The Sidney M. Edelstein Center at The Hebrew University of Jerusalem serves to enhance advanced research in the history and philosophy of science, technology and medicine. In particular, the Center fosters research based on the resources of the Einstein Archives, the Yahuda Theological Collection of Isaac Newton, the Edelstein Library that includes many rare books in the history of science, technology and medicine, including the Edelstein Collections on the history of dyeing and chemical technology.
The Center offers post-doctoral fellowships, and short-term graduate support, and engages in an active program of seminars and workshops. The Center constitutes a nexus between the faculties of Humanities, Social Sciences, Science, and Medicine. Particularly strong is the interaction through faculty and students with the Program in the History, Philosophy, and Sociology of Science, and the departments of philosophy and history, as well as of physics, at The Hebrew University.
Each year the Edelstein Center organizes an annual international workshop (in collaboration with Tel Aviv University and the Jerusalem Van Leer Institute), each one with a different theme.
The Edelstein Center is supported by the Sidney and Mildred Edelstein Foundation.
About The Founder
The Edelstein Center and Edelstein Library at The Hebrew University together constitute the ongoing legacy of Dr. Sidney M. Edelstein (1912-1994). Dr. Edelstein was founder, in 1945, of Dexter Chemical Corporation, New York. His great dedication to the preservation and recording of the history and philosophy of science, technology, and medicine led him to play key roles in the promotion of excellence in academic historical study. This is continued, in addition to the activities of the Edelstein Center, through the annual Edelstein Prize, administered by the Society for the History of Technology, and the Edelstein Award of the History of Chemistry Division of the American Chemical Society, etc.

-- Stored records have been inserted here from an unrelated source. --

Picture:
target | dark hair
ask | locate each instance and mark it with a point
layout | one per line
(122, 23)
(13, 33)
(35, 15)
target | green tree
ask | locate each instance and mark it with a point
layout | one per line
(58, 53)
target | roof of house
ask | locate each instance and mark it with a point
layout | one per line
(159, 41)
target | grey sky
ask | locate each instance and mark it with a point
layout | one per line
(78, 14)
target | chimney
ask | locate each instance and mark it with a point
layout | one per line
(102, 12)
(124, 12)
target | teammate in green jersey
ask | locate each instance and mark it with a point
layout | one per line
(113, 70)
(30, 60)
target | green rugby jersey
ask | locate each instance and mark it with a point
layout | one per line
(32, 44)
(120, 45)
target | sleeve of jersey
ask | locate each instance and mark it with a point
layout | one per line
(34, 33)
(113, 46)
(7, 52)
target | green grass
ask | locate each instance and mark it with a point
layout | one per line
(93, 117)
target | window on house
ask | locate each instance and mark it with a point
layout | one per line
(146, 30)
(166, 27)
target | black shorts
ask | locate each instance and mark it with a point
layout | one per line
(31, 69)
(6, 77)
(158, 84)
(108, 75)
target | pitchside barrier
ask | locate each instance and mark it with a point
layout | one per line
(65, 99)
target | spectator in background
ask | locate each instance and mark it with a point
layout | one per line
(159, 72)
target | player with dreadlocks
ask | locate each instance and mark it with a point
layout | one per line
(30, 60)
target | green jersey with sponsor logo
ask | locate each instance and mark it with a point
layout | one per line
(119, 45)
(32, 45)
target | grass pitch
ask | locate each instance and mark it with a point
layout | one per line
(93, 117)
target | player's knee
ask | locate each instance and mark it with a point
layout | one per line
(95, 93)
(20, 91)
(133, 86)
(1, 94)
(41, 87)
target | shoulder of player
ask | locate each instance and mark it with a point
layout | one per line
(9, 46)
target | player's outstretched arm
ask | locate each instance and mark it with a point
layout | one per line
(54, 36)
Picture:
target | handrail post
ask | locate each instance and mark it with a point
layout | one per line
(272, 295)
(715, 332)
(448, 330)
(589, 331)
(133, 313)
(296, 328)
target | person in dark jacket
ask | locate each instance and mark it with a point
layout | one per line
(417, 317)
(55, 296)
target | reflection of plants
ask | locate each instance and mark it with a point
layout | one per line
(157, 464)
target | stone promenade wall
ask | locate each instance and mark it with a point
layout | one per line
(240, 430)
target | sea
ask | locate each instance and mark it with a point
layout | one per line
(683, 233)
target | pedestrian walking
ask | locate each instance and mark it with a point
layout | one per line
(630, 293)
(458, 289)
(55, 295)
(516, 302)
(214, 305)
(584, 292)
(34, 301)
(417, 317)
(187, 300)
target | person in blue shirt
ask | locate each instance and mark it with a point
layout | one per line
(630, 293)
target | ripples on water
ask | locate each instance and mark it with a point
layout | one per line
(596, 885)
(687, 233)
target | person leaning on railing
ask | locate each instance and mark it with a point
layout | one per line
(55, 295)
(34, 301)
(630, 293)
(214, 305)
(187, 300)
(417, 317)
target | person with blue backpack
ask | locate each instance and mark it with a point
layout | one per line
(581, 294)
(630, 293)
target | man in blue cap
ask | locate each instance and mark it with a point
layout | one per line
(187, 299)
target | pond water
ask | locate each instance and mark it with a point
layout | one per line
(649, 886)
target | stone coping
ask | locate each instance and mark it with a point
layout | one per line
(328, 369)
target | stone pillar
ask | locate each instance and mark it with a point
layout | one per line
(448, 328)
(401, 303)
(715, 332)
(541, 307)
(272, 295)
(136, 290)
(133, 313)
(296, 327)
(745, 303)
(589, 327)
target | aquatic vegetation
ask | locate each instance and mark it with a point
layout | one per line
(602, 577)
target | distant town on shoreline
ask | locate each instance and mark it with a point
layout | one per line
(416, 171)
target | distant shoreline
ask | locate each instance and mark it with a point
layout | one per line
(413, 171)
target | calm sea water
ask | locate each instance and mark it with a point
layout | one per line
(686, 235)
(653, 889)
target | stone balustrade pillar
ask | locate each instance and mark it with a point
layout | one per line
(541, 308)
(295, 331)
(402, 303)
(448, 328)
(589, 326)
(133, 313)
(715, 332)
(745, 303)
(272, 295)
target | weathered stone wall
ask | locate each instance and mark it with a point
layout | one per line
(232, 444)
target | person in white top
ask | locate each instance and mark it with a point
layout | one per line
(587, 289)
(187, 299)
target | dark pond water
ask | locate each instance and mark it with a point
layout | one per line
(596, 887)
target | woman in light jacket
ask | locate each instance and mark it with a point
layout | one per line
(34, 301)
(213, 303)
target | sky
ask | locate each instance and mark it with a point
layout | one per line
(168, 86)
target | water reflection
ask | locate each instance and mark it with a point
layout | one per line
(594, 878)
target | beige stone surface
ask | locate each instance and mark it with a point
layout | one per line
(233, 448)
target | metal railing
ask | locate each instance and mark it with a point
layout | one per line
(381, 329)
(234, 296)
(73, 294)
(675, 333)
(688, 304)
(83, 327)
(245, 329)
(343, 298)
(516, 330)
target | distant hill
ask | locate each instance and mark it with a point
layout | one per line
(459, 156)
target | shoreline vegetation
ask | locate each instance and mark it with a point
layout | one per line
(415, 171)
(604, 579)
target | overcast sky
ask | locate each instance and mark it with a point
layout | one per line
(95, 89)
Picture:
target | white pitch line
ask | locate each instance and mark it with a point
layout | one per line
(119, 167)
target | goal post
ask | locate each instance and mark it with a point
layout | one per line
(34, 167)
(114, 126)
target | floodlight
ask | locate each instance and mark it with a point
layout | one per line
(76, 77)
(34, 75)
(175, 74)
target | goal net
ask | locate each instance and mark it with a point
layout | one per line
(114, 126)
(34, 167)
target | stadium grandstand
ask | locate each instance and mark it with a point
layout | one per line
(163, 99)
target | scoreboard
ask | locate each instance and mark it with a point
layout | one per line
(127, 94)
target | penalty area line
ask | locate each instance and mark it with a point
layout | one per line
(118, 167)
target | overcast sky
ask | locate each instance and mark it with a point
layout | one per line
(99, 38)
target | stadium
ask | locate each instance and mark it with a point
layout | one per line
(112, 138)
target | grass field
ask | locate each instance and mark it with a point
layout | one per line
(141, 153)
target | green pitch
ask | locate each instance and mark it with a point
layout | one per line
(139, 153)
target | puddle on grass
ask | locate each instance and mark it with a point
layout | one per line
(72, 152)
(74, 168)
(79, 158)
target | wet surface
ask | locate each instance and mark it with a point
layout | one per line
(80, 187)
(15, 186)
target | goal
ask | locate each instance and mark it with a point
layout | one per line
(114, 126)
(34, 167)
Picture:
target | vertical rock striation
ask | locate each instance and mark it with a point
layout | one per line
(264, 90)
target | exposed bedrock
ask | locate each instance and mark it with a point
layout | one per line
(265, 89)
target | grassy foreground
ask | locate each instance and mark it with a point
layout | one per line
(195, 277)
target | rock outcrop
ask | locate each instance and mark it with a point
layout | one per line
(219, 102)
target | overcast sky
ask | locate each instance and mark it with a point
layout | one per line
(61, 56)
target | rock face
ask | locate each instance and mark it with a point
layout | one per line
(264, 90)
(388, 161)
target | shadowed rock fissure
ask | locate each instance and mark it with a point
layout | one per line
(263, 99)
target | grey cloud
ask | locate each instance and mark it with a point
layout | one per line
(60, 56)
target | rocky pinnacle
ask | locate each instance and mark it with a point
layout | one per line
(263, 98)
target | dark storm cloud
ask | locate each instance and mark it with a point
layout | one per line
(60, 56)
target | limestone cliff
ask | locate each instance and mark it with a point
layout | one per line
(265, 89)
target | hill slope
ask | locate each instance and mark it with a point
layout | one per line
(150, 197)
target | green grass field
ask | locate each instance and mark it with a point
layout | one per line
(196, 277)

As an active historian for almost half a century, Dr. Edelstein produced many of the earliest modern reviews of dyestuff technologies and related sciences, some based on original analysis of ancient colorants, such as the molluscs that afforded the Biblical blue and Roman purple. Such is their authority that these publications continue to be cited by modern historians. Such is the richness of Dr. Edelstein’s collections that they continue to be principal sources for serious academic study in particular fields of history of science. The Edelstein Center and Library remain preeminent in their fields, and together comprise an important and widely recognised resource, unique in the Middle East, that attracts scholars from all over the world.